The attempted Y-Front bombing of a US-bound flight by Umar Farouk Abdulmutallab on Christmas Day has been the dominant international news story of the past few weeks. The repercussions for privacy are significant: President Obama has been scathing about security controls and demanded reforms. Around the world, governments are rushing to purchase full-body scanners that effectively undress passengers. As with any other spectacularly disproportionate and invasive new technology, we are assured that they are a panacea for all our security concerns, and that privacy controls will be adequate. But this time people are being taken in by the rhetoric.
The millimetre-wave body scanning devices allow operators to see an individual’s body profile, including any objects hidden within their clothing, and will (apparently) even show up implants, prosthetics and exploding underpants. The government has announced its intention to install them at major airports, despite experts questioning the devices’ effectiveness, and it now seems inevitable that we will soon be obliged to go through the scanners before boarding an aircraft. It would therefore seem likely that we will also see body scanning devices appearing at key public places and other parts of the public transport system.
The government has assured travellers that their privacy will be respected: that operators will be screened away unable to see the faces of travellers, and that images will not be shared with other systems. The public seem to have accepted – once again – that a loss of privacy is acceptable in return for a sense of increased security. But these controls are inadequate and simplistic: applying privacy controls to a fundamentally invasive system does not make it privacy-friendly, any more than designing an assault rifle with a safety catch stops it from being a dangerous weapon.
In a recent paper, Ontario Privacy Commissioner Dr Ann Cavoukian explains how Transformative Technologies can be used to achieve Privacy by Design in whole-body scanner systems. Graphical filter algorithms can be used to retain the information contained within the body scan image, whilst simultaneously blurring and silhouetting body outlines that would otherwise be intrusive: unauthorised objects can be spotted without the operator seeing an image of the traveller’s naked body. If body scanners are to be used then it seems logical to incorporate these privacy features, but that doesn’t mean that the technology complies with principles of Privacy by Design.

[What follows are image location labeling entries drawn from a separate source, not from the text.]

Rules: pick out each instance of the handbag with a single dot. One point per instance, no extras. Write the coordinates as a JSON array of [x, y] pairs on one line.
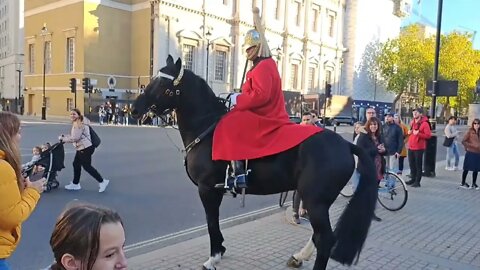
[[448, 141]]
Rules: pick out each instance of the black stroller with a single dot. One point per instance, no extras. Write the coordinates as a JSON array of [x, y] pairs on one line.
[[52, 160]]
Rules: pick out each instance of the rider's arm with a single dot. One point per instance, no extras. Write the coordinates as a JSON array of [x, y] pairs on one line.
[[255, 93]]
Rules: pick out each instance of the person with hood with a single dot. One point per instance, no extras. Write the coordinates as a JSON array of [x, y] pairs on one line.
[[258, 125], [419, 133], [82, 141]]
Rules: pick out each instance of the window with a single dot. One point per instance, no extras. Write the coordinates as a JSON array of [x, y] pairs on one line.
[[48, 56], [220, 65], [188, 57], [331, 25], [69, 104], [311, 78], [31, 58], [328, 76], [293, 76], [298, 11], [314, 19], [277, 9], [70, 61]]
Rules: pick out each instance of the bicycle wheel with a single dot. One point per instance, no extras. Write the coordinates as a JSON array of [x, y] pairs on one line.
[[392, 192], [283, 198]]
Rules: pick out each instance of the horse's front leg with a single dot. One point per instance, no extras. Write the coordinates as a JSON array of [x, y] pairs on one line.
[[211, 200]]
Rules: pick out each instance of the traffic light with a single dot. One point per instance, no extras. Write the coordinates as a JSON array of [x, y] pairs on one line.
[[328, 90], [73, 85], [85, 84]]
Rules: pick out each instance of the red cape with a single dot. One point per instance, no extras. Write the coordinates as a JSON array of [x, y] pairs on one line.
[[259, 125]]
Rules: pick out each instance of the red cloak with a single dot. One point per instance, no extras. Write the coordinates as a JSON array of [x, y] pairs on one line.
[[258, 125]]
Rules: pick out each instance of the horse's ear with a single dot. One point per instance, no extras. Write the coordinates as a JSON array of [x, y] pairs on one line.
[[178, 64], [169, 60]]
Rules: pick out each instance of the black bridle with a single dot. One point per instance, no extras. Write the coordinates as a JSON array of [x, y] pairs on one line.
[[152, 111]]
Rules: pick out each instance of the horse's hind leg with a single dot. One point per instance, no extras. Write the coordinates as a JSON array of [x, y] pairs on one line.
[[297, 259], [323, 237], [211, 200]]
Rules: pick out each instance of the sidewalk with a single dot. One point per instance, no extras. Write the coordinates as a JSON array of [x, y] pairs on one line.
[[437, 229]]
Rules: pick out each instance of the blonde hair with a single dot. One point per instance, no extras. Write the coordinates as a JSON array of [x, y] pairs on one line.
[[10, 127]]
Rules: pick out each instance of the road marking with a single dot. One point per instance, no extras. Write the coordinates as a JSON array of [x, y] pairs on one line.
[[185, 232]]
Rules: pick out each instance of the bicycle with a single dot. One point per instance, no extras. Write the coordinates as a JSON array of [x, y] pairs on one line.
[[392, 191]]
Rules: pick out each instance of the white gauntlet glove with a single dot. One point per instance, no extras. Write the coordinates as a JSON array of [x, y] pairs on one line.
[[233, 99]]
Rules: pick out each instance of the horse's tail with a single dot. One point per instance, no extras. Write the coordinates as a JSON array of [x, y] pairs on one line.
[[352, 227]]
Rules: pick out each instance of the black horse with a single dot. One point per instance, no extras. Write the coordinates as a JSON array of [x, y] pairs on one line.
[[318, 168]]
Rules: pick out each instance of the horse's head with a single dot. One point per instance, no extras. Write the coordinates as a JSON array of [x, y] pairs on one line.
[[163, 92]]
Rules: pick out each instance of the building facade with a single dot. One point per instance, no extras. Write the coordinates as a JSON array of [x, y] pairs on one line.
[[106, 41], [11, 54], [305, 38], [365, 28], [113, 43]]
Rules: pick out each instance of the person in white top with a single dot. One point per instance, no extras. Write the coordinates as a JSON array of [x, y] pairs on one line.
[[80, 137], [451, 132]]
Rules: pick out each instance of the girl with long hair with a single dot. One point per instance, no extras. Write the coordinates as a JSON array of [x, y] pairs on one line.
[[18, 196], [471, 141]]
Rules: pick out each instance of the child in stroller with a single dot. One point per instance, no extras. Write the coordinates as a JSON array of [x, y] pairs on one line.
[[51, 159]]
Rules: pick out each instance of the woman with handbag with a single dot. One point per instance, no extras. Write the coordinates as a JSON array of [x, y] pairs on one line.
[[451, 134], [82, 141], [471, 141]]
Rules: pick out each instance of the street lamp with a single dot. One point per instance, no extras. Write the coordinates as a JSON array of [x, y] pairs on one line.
[[44, 98], [19, 91], [433, 114], [207, 36]]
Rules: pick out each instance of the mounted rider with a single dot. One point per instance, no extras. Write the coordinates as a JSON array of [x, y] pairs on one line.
[[258, 125]]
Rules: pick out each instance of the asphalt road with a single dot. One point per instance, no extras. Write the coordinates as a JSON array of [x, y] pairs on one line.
[[148, 187]]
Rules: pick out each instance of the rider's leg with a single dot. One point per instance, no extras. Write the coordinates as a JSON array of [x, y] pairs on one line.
[[240, 173]]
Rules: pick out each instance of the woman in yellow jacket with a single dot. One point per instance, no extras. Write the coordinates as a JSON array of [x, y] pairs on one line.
[[18, 196]]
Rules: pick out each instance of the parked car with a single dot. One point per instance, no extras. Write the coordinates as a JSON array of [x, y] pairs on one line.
[[295, 119], [337, 120]]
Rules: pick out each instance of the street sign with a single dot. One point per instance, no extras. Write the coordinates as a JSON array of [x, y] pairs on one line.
[[444, 88]]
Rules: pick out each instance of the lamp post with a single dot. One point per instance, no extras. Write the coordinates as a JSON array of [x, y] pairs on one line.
[[433, 114], [44, 98], [19, 90], [207, 36]]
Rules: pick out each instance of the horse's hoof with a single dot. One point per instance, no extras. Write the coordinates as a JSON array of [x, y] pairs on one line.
[[294, 263]]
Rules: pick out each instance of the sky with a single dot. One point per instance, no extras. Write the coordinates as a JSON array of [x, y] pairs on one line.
[[460, 15]]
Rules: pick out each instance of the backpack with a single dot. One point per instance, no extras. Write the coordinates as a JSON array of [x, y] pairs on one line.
[[94, 138]]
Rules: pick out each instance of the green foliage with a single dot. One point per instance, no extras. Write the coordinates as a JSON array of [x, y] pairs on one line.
[[408, 61]]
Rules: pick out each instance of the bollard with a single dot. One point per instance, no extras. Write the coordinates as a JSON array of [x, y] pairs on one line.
[[430, 156]]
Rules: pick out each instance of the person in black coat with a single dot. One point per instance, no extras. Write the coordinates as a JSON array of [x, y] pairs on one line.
[[371, 141]]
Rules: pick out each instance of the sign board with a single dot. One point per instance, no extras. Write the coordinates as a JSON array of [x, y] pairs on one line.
[[444, 88]]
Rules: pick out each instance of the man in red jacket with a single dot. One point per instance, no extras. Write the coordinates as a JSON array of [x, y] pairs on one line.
[[419, 133], [258, 125]]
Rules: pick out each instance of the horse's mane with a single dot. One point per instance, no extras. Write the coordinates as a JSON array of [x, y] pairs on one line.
[[199, 84]]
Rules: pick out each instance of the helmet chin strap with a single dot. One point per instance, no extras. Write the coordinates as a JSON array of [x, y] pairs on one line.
[[253, 53]]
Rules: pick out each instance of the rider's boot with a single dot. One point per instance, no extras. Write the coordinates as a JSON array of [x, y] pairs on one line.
[[240, 173], [238, 179]]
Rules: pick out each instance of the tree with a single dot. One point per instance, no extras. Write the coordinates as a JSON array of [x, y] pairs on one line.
[[406, 62]]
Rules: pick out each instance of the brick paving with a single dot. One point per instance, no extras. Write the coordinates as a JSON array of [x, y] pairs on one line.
[[437, 229]]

Privacy by Design is about building systems that fundamentally respect and preserve personal information rights throughout every aspect of their processing. A machine that is designed to undress people is clearly never going to be privacy-friendly no matter how one tries to apply controls: it is, however, possible to minimise the risk of information leaking outside of the operating environment, being stored or aggregated with other information. Furthermore, this is a poor example of privacy controls, since most reasonable individuals would tolerate a degree of privacy loss to preserve their safety in an environment such as air travel, where we generally have an imbalanced perception of risk because of the terrible impact of the likes of 9-11.
This whole debate distracts attention from two important issues (and I suspect that it is designed to do precisely that):
- Security of departures from UK airports, and the major hubs in particular, is generally extraordinarily good. If a terrorist really wants to cause chaos and fear, then there are plenty of public places that present much easier and more effective targets than an aircraft.
- Our focus of frontline security continues to be upon finding the bombs, not the terrorists: Israel has known for years that the most effective way to protect its air travel is to create ‘layers’ of trained operatives who look at the individuals, not what they might be hiding in their shorts. I was delighted to see that today’s Evening Standard’s headline is “New Way to Spot a Plane Bomber,” in which they reveal that ‘acting nervously or gripping a bag are tell-tale signs.’ That’s not exactly news, but at least it recognises that maybe technology isn’t the answer.
There is of course a role for the nudatrons, but not as the first (and only) layer of defence. If they are used as a way to conduct a detailed body search without forcing the subject to strip, then they become privacy-enhancing, not a threat to privacy. But they shouldn’t be applied to everyone, just as we wouldn’t force every air traveller to strip. The detailed searches should be just for those who have been identified by profilers and trained observers as being of potential interest. If there’s a need for us to relinquish a degree of privacy in order to achieve safety in the air – and that case isn’t proven – then let’s not force that sacrifice on everyone.